Electron microscopy showed that while liquid-cultured megakaryocytes had an abnormally developed DMS with poor demarcation of cytoplasmic territories, those grown in 2% MC developed a DMS that closely resembled that seen in megakaryocytes isolated from bone marrow. Fourfold fewer megakaryocytes grew in 2.5% MC gels than in 2% MC gels, and 2.5% MC gel–derived megakaryocytes were smaller with a poorly developed DMS, indicating that megakaryocytes are highly sensitive to the specific viscoelastic properties of their microenvironment. Cells cultured in 2% MC also achieved higher ploidy, and importantly, the percentage of cells extending proplatelets was almost doubled in 2% MC as compared with liquid cultures.

Remarkably, the DMS rapidly disordered and cytoplasmic territories were lost within 2 hours when megakaryocytes were removed from MC hydrogels and resuspended in liquid culture. Two interesting hypotheses are raised by these observations. Firstly, differences in the mechanical stiffness between regions of bone marrow (eg, perivascular vs endosteal niches) may create areas that are more or less conducive to platelet production in vivo. Secondly, the rapid changes observed when megakaryocytes were switched from liquid culture to 2% MC hydrogels may occur physiologically, with dynamic remodelling of the DMS occurring as megakaryocytes experience fluctuations in extracellular tension and mechanical forces.

What is the relevance of these findings for patients with platelet disorders? A group of inherited thrombocytopenias are caused by mutations in the gene encoding myosin heavy chain 9 (MYH9), a cytoskeletal contractile protein, leading to defects in platelet production as well as characteristic inclusion bodies in leukocytes and renal and hearing abnormalities. Paradoxically, while Myh9^−/− megakaryocytes show impaired proplatelet formation within bone marrow, in vitro cultured MYH9-deficient megakaryocytes show an increased capacity for proplatelet formation,¹⁰  suggesting that the defect caused by myosin deficiency is masked by in vitro liquid culture conditions. Aguilar et al found that myosin expression was absent from the cytoplasm in liquid-cultured megakaryocytes, and Myh9^−/− murine megakaryocytes did not increase proplatelet formation in response to 2% MC gels as did wild-type megakaryocytes,¹  indicating that myosin is required for megakaryocytes to adapt to the stiffness of their microenvironment. Further, nuclear accumulation of the transcription factor MKL1 occurred in response to culture in 2% MC, and treatment with an MKL1 inhibitor completely eliminated the increased proplatelet formation observed in the MC gels,¹  suggesting a role for the MKL1 pathway.
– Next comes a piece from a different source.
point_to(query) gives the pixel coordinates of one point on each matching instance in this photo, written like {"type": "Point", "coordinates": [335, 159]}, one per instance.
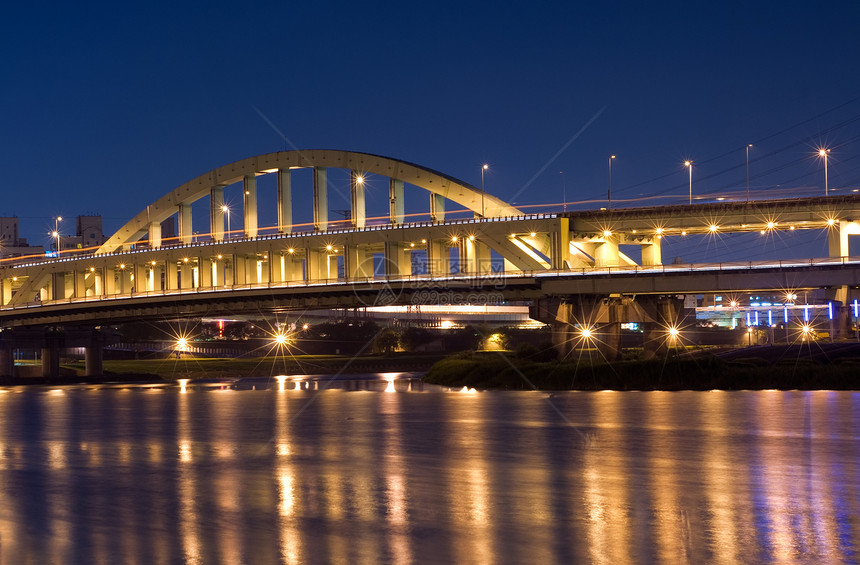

Bone marrow is a unique and dynamic mechanical environment: a viscous organ confined by solid bone. Mechanical forces exerted on differentiating hematopoietic cells are likely to be dynamic, changing in response to blood flow rates and volume and therefore factors such as physical activity and temperature (see figure). This study emphasizes the importance of considering the viscoelastic properties of any in vitro culture system. This may be especially relevant for the study of megakaryocyte and platelet disorders due to abnormal cytoskeletal proteins. Further, it highlights interesting questions regarding how physiological fluctuations, as well as pathologies such as myelofibrosis, alter physical forces within bone marrow and thereby may influence hematopoiesis.